Taekwondo as evolved through the years. At its inception, it was a combination of styles and it gradually gained it own individuality. Early competition kicks were basic linear kicks. Spinning and aerial kicks were considered flashy and ineffective. Modern training techniques, starting children at younger ages, and individual superstars have changed many sports, such a Pele in soccer. Taekwondo also evolved as younger practitioners became bored with traditional kicks and began experimenting with new kicks. Young people are no longer accepting traditional ways as being the best, they are questioning old techniques and developing new ones.
Traditional Taekwondo kicks
Traditional Taekwondo kicks are singular, linear, and powerful, with the emphasis on power. Modern kicking techniques use combinations kicks that drive the opponent back with basic kicks and then finish with a jump or jump-spinning kicks. Linear kicks are relatively easy to deflect or avoid and leave the kick exposed to counterattacks. Kicking emphasis has shifted from sheer muscle power to kinetic efficiency, where kicks take advantage of the laws of kinetics and physics.
Traditional Taekwondo patterns use exaggerated low stances. Such low stances hamper quick movements and limit height when jumping. To attempt a spin kick from a low stance, a large weight shift must be made, which telegraphs the intent of the kicker. When attempting a jumping kick from a low stance, the wide base of the stance limits the amount of force that may be applied to the jump. Using a more upright stance permits quick movement needed for spin kicks and allows the legs to propel the body upward enough to perform jump kicks.
Traditional Taekwondo fighting stance were relatively stationary.

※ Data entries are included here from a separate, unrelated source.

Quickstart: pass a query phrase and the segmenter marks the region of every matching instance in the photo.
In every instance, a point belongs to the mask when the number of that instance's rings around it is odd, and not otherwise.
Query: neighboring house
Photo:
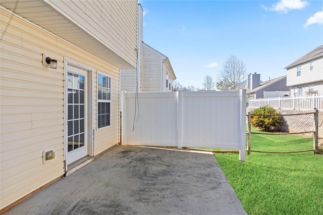
[[[247,94],[253,98],[290,95],[290,90],[286,86],[286,75],[261,82],[259,74],[254,73],[248,75]]]
[[[169,59],[142,42],[142,8],[138,10],[137,68],[120,71],[120,90],[171,92],[176,76]]]
[[[0,5],[3,212],[119,142],[119,71],[136,67],[137,3]]]
[[[142,92],[172,92],[176,76],[169,59],[142,42]]]
[[[323,93],[323,45],[320,45],[285,67],[287,86],[292,95],[317,91]]]

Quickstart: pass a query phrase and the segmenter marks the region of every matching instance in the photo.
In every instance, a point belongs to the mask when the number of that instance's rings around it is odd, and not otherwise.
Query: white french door
[[[88,71],[68,65],[67,81],[65,150],[69,165],[88,154]]]

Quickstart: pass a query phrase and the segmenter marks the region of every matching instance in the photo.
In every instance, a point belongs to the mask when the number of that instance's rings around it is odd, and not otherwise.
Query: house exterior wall
[[[136,80],[136,70],[120,70],[120,91],[135,92],[137,88]]]
[[[266,87],[259,89],[256,92],[255,98],[263,98],[264,91],[289,91],[290,87],[286,86],[286,78],[284,78],[280,81],[268,85]]]
[[[142,92],[160,92],[162,58],[146,45],[142,45]]]
[[[323,93],[323,81],[322,81],[292,86],[291,89],[291,95],[301,95],[299,93],[299,91],[298,90],[299,88],[302,89],[302,94],[306,94],[310,87],[312,87],[313,90],[317,90],[318,94]]]
[[[0,11],[3,209],[64,174],[64,58],[93,69],[94,155],[118,142],[119,73],[107,62],[24,19]],[[43,66],[42,53],[58,60],[57,69]],[[111,77],[112,88],[111,125],[100,129],[96,128],[97,71]],[[43,164],[42,151],[48,148],[55,158]]]
[[[136,67],[137,1],[44,1]]]
[[[169,75],[169,71],[165,64],[163,64],[163,92],[172,92],[172,83],[171,81],[171,77]],[[166,86],[166,77],[167,78],[167,86]],[[170,84],[171,84],[171,89],[170,89]]]
[[[310,61],[304,63],[301,66],[301,75],[297,76],[296,65],[287,69],[287,86],[292,88],[296,86],[304,86],[311,84],[311,83],[323,81],[323,57],[313,60],[313,70],[310,70]],[[321,88],[322,87],[317,87]],[[319,91],[322,93],[323,91]],[[304,93],[304,92],[303,92]]]

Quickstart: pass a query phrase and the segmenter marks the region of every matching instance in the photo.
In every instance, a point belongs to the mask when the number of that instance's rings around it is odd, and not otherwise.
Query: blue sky
[[[323,44],[323,1],[139,1],[143,41],[168,57],[183,86],[216,80],[236,55],[262,81],[285,75],[286,66]]]

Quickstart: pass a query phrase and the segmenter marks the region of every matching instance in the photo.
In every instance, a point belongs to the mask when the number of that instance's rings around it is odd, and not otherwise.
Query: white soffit
[[[1,0],[8,10],[120,69],[135,67],[46,3]]]

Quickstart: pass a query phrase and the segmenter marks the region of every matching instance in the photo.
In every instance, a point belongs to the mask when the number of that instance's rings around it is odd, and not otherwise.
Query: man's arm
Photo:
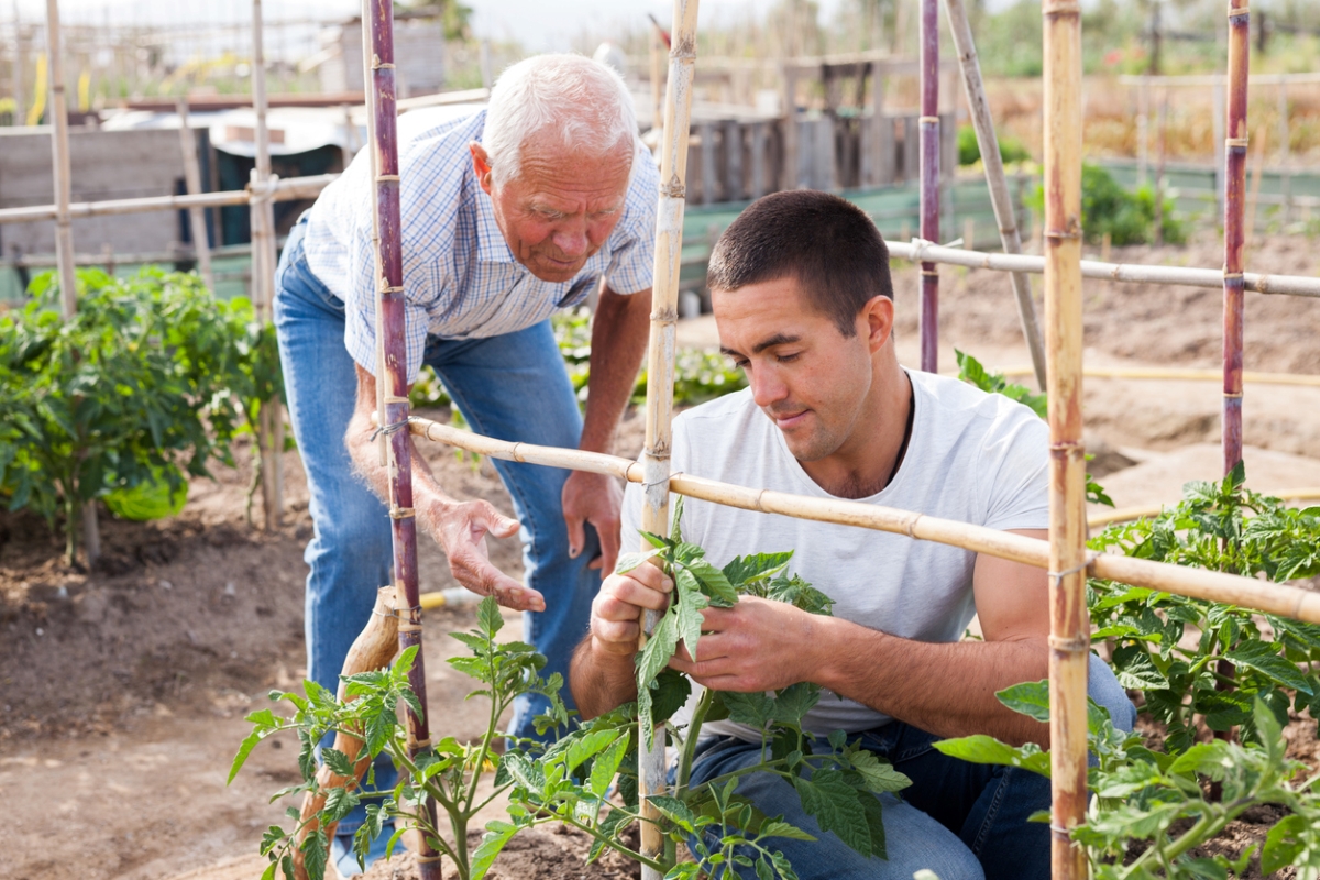
[[[619,294],[605,286],[591,322],[591,379],[582,418],[579,449],[609,453],[647,350],[651,290]],[[564,521],[569,529],[569,555],[582,553],[583,522],[601,536],[601,561],[593,567],[614,571],[619,557],[619,507],[623,491],[614,478],[574,471],[564,484]]]
[[[356,471],[381,499],[389,499],[389,476],[380,466],[376,442],[371,439],[375,426],[371,416],[376,410],[376,377],[358,365],[358,404],[345,434],[348,455]],[[458,501],[441,491],[430,464],[412,446],[413,509],[417,522],[429,533],[449,558],[454,578],[483,596],[495,596],[506,608],[517,611],[544,611],[545,599],[508,577],[490,562],[486,551],[486,533],[498,538],[517,532],[517,520],[500,515],[487,501]]]
[[[595,718],[638,697],[634,654],[644,608],[669,607],[673,581],[651,562],[612,574],[591,602],[591,632],[573,652],[569,690],[582,719]]]
[[[1044,537],[1043,530],[1016,534]],[[985,641],[931,644],[792,606],[743,599],[705,611],[698,662],[671,665],[715,690],[758,691],[810,681],[940,736],[990,734],[1049,747],[1049,727],[1003,706],[995,691],[1048,674],[1044,571],[981,555],[973,575]]]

Through the years, Taekwondo has adopted the continuous movement used by other fighting arts such as boxing. These changes involved quick shifts of foot positions and stances. Quick footwork is now used to change ranges and confuse opponents. The use of rapid combinations can create openings that permit the use of jump and spin kicks. Also, protective equipment, especially chest protectors, has become lighter and less restrictive, making it easier to jump and spin quickly through a greater range of motion.